Consumer brand builders’ angst is over the top every year at this time. As the New Year begins to unfold, so do the corporate retail decisions about what products will remain in their stores and what the new shelf schematic (also known as the “official set”) will look like for the new year ahead.
Will your product make the cut?
Will your product’s authorized shelf position improve or hurt your brand’s recognition, accessibility, and sales? Consumer brand builders are painfully aware of the critical nature of these January and February decisions. They can make or break your brand in any chain or box store. Consumer brands especially are only as good as their products. If your product is no longer there, neither is your brand!
Category buyers are under tremendous pressure to maximize sales and profits from their precious shelf space. Their decisions are critical to their survival as well. So what are the criteria buyers use to make these choices? And what can brand builders do to get on the shelf, stay on the shelf, and get better position?
It comes to last year’s sales numbers
By the time the decisions are made, it all comes down to last year’s sales numbers. Simply put: how were your sales last year in that store? How was the rate of growth and what was the store’s profitability for those sales? How do they compare with other branded products of the same type, and how are those products trending nationally?
Buyers can’t afford to wait for your perfectly good product to “take off” due to the limited amount of shelf space available. If it doesn’t show its stuff rather quickly, your new product will be discontinued. This is why it’s vital that you show immediate and increasing sales for any product you are fortunate enough to get on the shelf. The buyer may put your product in because of your national scan rating. But your product won’t stay there if it doesn’t sell well.
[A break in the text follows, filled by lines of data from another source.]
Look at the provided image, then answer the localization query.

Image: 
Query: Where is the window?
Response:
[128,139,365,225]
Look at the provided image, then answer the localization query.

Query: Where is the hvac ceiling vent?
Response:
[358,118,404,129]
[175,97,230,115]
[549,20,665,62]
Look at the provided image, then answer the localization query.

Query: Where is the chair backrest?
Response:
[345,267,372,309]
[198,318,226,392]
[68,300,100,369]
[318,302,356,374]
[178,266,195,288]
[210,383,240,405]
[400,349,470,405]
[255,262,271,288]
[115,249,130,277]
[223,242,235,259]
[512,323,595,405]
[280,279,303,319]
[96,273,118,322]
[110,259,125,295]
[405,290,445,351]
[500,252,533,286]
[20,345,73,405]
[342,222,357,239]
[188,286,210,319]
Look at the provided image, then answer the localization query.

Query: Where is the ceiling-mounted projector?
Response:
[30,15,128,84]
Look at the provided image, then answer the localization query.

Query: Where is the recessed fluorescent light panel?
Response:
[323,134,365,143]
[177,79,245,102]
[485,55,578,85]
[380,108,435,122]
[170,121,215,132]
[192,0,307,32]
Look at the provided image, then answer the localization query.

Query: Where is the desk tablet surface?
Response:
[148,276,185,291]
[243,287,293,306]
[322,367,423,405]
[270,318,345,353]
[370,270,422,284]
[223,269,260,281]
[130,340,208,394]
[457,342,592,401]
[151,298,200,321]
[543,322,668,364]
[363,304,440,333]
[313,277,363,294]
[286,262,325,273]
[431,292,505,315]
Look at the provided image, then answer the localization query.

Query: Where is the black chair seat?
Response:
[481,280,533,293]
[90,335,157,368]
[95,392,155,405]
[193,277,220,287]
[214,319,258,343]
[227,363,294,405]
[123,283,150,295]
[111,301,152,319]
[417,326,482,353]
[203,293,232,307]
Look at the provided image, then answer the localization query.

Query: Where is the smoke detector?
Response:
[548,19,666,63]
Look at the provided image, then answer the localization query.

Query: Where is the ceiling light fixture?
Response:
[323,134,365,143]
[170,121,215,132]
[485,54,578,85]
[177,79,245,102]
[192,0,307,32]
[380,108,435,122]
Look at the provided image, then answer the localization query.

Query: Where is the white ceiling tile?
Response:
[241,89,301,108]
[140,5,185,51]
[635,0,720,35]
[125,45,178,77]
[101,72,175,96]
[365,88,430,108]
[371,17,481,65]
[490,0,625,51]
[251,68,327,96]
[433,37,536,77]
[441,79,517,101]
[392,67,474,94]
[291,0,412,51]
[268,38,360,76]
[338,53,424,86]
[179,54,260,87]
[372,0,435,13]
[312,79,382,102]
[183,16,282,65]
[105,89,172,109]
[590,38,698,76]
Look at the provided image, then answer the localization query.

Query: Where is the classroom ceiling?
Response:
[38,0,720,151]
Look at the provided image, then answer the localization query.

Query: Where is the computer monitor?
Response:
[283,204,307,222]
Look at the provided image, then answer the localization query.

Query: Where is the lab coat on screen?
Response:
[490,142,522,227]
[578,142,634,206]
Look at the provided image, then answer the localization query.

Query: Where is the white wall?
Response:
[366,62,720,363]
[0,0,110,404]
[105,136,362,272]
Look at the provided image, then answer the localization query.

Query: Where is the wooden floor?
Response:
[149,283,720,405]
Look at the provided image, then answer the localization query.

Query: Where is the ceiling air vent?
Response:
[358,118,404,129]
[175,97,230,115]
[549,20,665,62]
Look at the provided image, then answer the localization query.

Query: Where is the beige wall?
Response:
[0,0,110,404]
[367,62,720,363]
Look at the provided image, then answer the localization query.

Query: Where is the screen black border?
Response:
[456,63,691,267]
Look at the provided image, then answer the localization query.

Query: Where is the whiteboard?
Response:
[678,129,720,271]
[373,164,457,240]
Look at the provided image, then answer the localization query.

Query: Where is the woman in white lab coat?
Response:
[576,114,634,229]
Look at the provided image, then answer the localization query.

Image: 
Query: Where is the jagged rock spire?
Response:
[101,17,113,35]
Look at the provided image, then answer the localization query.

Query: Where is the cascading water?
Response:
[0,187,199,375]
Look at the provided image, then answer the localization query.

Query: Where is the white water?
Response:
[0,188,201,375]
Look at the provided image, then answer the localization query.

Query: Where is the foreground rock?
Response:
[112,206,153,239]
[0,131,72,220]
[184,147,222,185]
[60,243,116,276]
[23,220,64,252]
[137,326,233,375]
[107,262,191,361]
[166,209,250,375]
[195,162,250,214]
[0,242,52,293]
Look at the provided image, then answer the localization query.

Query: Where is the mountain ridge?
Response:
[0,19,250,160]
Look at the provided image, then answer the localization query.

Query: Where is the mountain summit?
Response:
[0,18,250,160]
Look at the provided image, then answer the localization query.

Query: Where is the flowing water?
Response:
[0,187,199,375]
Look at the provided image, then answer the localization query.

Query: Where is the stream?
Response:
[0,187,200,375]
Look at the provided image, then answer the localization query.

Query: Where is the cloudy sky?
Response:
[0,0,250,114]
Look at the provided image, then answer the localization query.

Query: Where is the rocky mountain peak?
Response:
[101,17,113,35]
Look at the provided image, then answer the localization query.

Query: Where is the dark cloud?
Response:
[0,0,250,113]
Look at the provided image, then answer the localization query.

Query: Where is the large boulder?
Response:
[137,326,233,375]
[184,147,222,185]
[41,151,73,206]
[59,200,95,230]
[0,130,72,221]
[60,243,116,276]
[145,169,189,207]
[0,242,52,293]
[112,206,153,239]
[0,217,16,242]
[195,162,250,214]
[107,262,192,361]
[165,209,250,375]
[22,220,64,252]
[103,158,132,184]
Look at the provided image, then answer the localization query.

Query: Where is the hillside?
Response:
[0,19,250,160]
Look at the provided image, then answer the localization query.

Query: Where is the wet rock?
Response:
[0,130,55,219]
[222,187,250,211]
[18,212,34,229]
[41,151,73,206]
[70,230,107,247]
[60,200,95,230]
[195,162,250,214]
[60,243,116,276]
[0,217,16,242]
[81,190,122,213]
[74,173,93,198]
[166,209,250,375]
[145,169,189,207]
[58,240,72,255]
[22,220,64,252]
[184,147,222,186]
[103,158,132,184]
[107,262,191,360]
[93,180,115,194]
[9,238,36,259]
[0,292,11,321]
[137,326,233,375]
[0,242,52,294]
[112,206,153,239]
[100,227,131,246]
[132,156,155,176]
Consumer brand builders have the entire preceding year to save their brands by making those numbers justify the best positioning in the new sets. This means a disproportionately more intense marketing effort for new shelf placements. If your product gets a coveted shelf position, it means that ten or more didn’t! It also means that some other product was cut out of the set! Keep that in mind for next year! Do all you can do to make sales happen with all your new placements so you can make the cut next year. Special pricing, excellent signage, co-promotions, quantity display offers, and community outreach are all required to secure your precious shelf space.
So you made the cut…
But wait, there’s more! So you made the cut and you are there for another year. Now your concern is about your positioning. Just a small move from eye-level to floor level, for instance, can devastate your brand. Your position in the set relative to competing brands at similar prices can also make or break you. Known as “adjacencies,” you don’t want your brand to be sandwiched between two similar brands of lesser price. Ideally, you want to be between two similar brands of greater price.
Then there’s the placement of your product in the set from left to right, with left side of the set generally the more desirable. Lastly, there’s the type-set versus the brand-set. The type-set is where the buyer chooses to segregate all products by their type and groups the types, regardless of brands. This hurts a new brand because it diffuses the brand image throughout the set. The brand-set gets you the “billboard” effect buy grouping all your products in one place. Grouping by brands regardless of type always favors the new brand, which is then easier to discover.